The previous Government undertook an extensive examination of the complex issues involved in proposing a constitutional amendment to change the position defined by the Supreme Court. It must be acknowledged that some of these issues were not easy to resolve. The doctrine of collective responsibility is underpinned in an important way by preserving the confidentiality of Cabinet discussions. The potential disclosure by an individual member of the Government of these discussions in a particular case at some future time could have an inhibiting effect on free discussion at Cabinet.
Collective responsibility of Government, and thereby the requirement for confidentiality in respect of Government discussions, is a common feature throughout Europe. It is important that we do not lose sight of the need for that standard to continue as we move to consider some specific circumstances in which it might be altered. Such confidentiality has been an element in the political stability we have enjoyed over many years.
I believe that the proposals agreed by the last Government are reasonable, given the complexities involved. They are, in many ways, an advance on the manner in which the Cabinet confidentiality issue is dealt with in other jurisdictions. Many EU states operate a much more restrictive arrangement on access to Cabinet discussions than what is proposed in this Bill.

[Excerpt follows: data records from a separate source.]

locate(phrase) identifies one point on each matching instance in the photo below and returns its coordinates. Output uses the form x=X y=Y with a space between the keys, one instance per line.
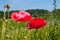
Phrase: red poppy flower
x=21 y=16
x=36 y=23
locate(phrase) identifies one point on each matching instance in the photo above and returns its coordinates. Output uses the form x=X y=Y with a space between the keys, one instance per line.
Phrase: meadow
x=12 y=30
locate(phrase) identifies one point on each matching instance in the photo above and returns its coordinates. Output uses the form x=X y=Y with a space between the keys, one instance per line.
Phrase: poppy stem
x=34 y=37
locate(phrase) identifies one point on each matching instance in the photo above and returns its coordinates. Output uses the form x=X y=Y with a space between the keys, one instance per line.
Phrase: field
x=12 y=30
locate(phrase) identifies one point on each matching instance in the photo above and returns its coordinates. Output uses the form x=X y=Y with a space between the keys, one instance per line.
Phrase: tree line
x=37 y=13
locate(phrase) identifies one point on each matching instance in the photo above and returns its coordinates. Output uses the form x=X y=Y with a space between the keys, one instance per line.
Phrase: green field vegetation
x=12 y=30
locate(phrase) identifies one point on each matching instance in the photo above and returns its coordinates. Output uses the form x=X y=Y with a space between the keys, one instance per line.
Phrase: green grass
x=12 y=30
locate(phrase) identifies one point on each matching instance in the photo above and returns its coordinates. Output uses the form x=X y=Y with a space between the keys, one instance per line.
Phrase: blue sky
x=29 y=4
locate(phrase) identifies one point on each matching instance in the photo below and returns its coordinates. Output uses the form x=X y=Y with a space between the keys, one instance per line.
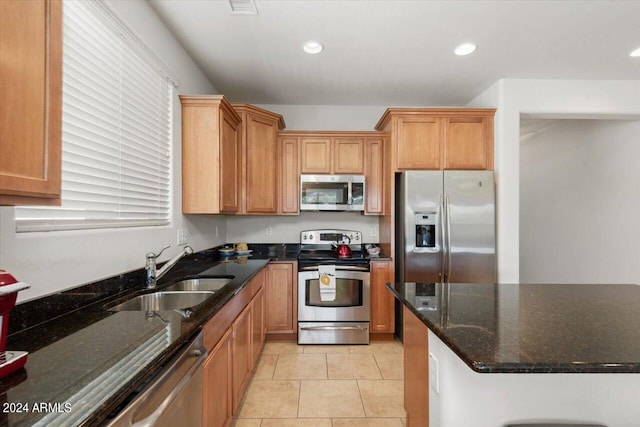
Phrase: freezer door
x=470 y=227
x=421 y=205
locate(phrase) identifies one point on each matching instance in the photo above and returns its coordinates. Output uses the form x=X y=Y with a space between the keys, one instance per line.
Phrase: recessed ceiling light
x=312 y=47
x=465 y=49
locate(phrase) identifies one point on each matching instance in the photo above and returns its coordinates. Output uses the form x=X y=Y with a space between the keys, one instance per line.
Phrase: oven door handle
x=333 y=328
x=341 y=268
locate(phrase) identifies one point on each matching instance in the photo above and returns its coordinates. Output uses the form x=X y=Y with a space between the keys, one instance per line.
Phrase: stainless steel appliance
x=342 y=317
x=175 y=397
x=332 y=192
x=445 y=224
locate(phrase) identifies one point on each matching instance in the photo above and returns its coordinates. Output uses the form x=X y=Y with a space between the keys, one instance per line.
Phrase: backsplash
x=288 y=228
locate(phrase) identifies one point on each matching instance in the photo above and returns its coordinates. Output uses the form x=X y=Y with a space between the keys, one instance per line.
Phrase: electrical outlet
x=182 y=237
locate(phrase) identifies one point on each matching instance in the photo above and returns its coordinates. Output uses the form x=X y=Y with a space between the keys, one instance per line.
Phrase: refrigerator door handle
x=443 y=251
x=448 y=204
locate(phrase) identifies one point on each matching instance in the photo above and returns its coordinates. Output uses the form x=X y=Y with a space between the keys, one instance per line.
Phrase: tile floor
x=325 y=386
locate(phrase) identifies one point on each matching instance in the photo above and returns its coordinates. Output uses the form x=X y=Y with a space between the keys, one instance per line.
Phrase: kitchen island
x=495 y=354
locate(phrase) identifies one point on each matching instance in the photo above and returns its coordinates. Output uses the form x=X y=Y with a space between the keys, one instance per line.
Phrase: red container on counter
x=10 y=361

As I have already said, the courts established as far back as 1991 that no Government documents were privileged from disclosure in court just because of their origin. Any documents which the Government seeks to protect have to be inspected by a judge of the High Court. With the limited exception, therefore, of some documents which the Government might seek to protect on grounds, say, of national security, Government decisions which are formally recorded and the memoranda on which they are based are made available for court proceedings where there is bona fide application for their discovery.
It is important to emphasise this as there may be some misconception about it. The Bill before the House relates solely to discussions at Cabinet. Documents prepared for Cabinet and Cabinet decisions are already discoverable and made available under the current constitutional provisions. The draft constitutional amendment before the House provides that, while Cabinet discussions will continue to have constitutional protection, the High Court will have the power to determine disclosure in certain instances by virtue of an overriding public interest. I am confident that the people, in a referendum, will respond positively to the proposed amendment.
The all-party committee on the Constitution published two excellent progress reports last April. Neither dealt with the Cabinet confidentiality issue as the committee had been informed on its establishment that it was the subject of consideration by the then Government. I compliment the members of the committee and the members of the Constitution Review Group on their excellent work. I also compliment the secretariat provided to the committee by the Institute of Public Administration. Having regard to the all-party consensus on the re-establishment of the committee, immediately on assuming office I retained the services of the secretariat to continue necessary research work.
The Constitution is now 60 years in operation. It has stood the test of time very well but, as we move into the next millennium, it is timely that it should be reviewed. I propose to consult the Opposition leaders very shortly about the early re-establishment of the all-party committee and I look forward to its reports. I assure Deputies that the Government will give careful consideration to the recommendations in the first two progress reports from that committee and decisions in that regard will be announced in due course.
I commend the Bill to the House. I have already thanked my predecessor and the Attorney General for their work on this Bill. They struck a balance and I am prepared to work on the basis of what they put forward. I have not reopened the entire debate on this matter but I am taking the Bill based on the considered work which has already been done on the issue.